Preserving radiological judgment

Preserving radiological judgment does not require resisting AI wholesale. The challenge is to integrate computational systems in ways that support rather than displace active interpretation.

For practicing radiologists, one practical strategy is to formulate an independent preliminary assessment before reviewing algorithmic output whenever feasible. Explicit documentation of why a guideline or AI recommendation was overridden may also help preserve reflective reasoning rather than passive concordance.

For educators, training environments should ensure that residents continue developing unaided interpretive skills and contextual clinical reasoning. Cases in which AI systems fail, oversimplify, or misclassify findings should be discussed not merely as technical errors, but as opportunities to examine the limits of computational abstraction.

For institutions, workflow architecture matters. Systems could be designed to encourage active preliminary interpretation before AI output becomes visible. Time protected for discrepancy review, multidisciplinary discussion, and reflective quality forums may help preserve the moral and interpretive dimensions of radiological practice.⁸ Importantly, such measures should not romanticise individual intuition at the expense of evidence‑based medicine, but rather maintain a productive balance between computational support and professional judgment.

The goal is therefore not to preserve radiology as an artisanal resistance movement against technology. It is to ensure that efficiency and standardisation do not become the sole visible markers of expertise.

Radiology’s mechanistic evolution has produced extraordinary gains in speed, consistency, accessibility, and diagnostic capability. AI will almost certainly deepen many of these advances. Yet when optimisation becomes the dominant organising principle of professional identity, radiology risks narrowing its own conception of expertise.

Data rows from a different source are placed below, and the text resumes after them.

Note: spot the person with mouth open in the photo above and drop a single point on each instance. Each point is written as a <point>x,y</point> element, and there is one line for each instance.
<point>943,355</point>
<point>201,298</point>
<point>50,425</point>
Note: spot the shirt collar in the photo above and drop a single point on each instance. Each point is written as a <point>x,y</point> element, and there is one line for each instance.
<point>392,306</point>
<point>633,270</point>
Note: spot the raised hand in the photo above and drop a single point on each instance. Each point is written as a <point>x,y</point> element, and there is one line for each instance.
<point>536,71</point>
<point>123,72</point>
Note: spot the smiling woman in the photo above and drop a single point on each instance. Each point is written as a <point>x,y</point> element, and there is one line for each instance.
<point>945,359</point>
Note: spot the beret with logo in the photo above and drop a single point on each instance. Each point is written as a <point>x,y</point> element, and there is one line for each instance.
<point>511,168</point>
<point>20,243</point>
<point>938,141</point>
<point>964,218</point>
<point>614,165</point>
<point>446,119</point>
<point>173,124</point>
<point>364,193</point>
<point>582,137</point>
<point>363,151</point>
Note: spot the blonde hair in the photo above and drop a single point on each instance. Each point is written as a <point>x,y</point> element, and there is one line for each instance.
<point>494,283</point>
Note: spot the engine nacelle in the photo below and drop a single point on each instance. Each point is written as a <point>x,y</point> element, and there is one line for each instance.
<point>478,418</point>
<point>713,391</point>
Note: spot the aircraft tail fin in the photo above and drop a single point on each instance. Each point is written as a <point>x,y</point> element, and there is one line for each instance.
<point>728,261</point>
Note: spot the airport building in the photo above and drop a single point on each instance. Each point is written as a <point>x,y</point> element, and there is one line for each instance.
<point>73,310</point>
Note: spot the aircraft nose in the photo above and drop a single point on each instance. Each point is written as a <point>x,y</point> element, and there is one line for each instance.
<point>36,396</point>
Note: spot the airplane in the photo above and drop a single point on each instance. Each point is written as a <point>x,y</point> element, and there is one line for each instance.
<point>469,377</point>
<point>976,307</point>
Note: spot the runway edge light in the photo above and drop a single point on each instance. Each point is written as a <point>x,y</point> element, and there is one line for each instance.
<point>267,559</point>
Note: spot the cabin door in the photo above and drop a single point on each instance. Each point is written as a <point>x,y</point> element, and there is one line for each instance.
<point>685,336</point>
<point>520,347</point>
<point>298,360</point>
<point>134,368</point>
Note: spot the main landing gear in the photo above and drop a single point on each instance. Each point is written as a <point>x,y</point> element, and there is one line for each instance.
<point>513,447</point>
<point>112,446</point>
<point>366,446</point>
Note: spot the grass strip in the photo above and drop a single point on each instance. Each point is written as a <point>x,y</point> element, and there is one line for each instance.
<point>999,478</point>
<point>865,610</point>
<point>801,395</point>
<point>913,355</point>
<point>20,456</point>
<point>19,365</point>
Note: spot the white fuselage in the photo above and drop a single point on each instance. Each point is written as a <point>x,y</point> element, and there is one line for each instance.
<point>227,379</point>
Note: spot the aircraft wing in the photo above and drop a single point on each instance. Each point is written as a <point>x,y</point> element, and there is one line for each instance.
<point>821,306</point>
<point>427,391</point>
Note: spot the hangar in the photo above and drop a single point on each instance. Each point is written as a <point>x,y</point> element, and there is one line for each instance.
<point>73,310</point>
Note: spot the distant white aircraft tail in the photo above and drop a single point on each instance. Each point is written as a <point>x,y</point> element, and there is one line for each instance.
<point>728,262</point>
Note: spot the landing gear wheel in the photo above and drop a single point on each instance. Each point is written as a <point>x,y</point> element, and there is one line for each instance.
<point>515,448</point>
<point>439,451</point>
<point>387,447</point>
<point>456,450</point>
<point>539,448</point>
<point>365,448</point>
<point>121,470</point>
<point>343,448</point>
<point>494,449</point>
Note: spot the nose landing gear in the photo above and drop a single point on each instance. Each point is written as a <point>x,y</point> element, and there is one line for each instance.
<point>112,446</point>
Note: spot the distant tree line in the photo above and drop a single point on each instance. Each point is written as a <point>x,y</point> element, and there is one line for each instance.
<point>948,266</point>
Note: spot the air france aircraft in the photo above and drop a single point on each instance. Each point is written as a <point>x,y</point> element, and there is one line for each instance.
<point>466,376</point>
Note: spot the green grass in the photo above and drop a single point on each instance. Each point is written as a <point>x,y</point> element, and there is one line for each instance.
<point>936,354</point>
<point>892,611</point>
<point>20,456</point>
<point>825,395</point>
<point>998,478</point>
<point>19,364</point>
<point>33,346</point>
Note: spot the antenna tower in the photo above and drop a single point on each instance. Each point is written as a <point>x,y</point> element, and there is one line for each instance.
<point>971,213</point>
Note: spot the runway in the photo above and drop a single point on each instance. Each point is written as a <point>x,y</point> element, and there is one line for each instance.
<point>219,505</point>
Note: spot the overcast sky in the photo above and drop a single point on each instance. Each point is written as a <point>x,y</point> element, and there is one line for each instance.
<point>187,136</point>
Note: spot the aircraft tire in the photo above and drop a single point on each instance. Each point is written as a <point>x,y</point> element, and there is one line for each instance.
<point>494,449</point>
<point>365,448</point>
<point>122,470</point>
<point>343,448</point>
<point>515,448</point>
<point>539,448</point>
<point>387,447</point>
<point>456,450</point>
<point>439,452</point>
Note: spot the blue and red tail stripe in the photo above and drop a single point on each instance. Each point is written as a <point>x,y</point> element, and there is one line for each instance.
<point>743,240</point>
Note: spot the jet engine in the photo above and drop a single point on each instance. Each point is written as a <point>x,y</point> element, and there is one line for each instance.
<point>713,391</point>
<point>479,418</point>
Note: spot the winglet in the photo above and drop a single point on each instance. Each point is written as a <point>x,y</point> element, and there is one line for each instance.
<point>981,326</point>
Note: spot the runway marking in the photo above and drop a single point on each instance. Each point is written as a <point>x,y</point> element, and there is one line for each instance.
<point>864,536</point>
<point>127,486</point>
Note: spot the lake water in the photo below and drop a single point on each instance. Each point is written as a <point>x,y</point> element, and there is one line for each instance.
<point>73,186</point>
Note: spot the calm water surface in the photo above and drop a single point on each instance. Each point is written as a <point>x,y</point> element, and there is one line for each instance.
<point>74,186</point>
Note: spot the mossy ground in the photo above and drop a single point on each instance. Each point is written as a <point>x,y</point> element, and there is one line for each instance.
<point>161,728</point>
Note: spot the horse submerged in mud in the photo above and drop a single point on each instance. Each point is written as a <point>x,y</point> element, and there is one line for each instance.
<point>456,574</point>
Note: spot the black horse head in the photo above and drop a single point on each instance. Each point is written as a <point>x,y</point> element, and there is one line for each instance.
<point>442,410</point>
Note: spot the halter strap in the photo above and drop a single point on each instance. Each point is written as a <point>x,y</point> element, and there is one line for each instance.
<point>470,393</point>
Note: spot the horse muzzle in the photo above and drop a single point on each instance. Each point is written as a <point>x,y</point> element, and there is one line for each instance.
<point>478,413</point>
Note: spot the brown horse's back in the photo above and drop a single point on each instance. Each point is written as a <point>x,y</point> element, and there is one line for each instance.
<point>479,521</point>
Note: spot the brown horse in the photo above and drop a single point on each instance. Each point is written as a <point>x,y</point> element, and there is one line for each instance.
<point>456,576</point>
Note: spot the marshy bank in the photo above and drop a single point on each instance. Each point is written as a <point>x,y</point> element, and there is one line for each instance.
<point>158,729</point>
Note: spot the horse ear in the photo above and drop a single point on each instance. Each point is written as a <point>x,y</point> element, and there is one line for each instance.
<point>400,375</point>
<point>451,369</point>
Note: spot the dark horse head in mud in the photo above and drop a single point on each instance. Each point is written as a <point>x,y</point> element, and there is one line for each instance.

The central question is not whether AI will eliminate radiologists entirely. Human clinicians remain indispensable for contextual interpretation, communication, procedural care, multidisciplinary integration, and ethical responsibility. The more important question is whether radiological authority may gradually compress into increasingly standardised and machine‑compatible forms of practice. Because this compression is driven not by AI invading human territory, but by humans rendering their own territory ever more AI‑like—a process well underway before the current wave of AI—the profession retains the capacity to reverse or moderate it.

Radiology is not defined solely by image classification accuracy. At its best, it remains an interpretive discipline in which technical perception is integrated with contextual understanding and moral responsibility. If these dimensions become secondary to workflow optimisation and algorithmic concordance, the radiologist risks becoming the final biological component within the imaging system: a human presence retained less for independent judgment than for procedural ratification, legitimising decisions increasingly shaped elsewhere.

The future of radiology therefore depends not only on what AI can do, but on what forms of judgment the profession continues to cultivate, reward, and defend.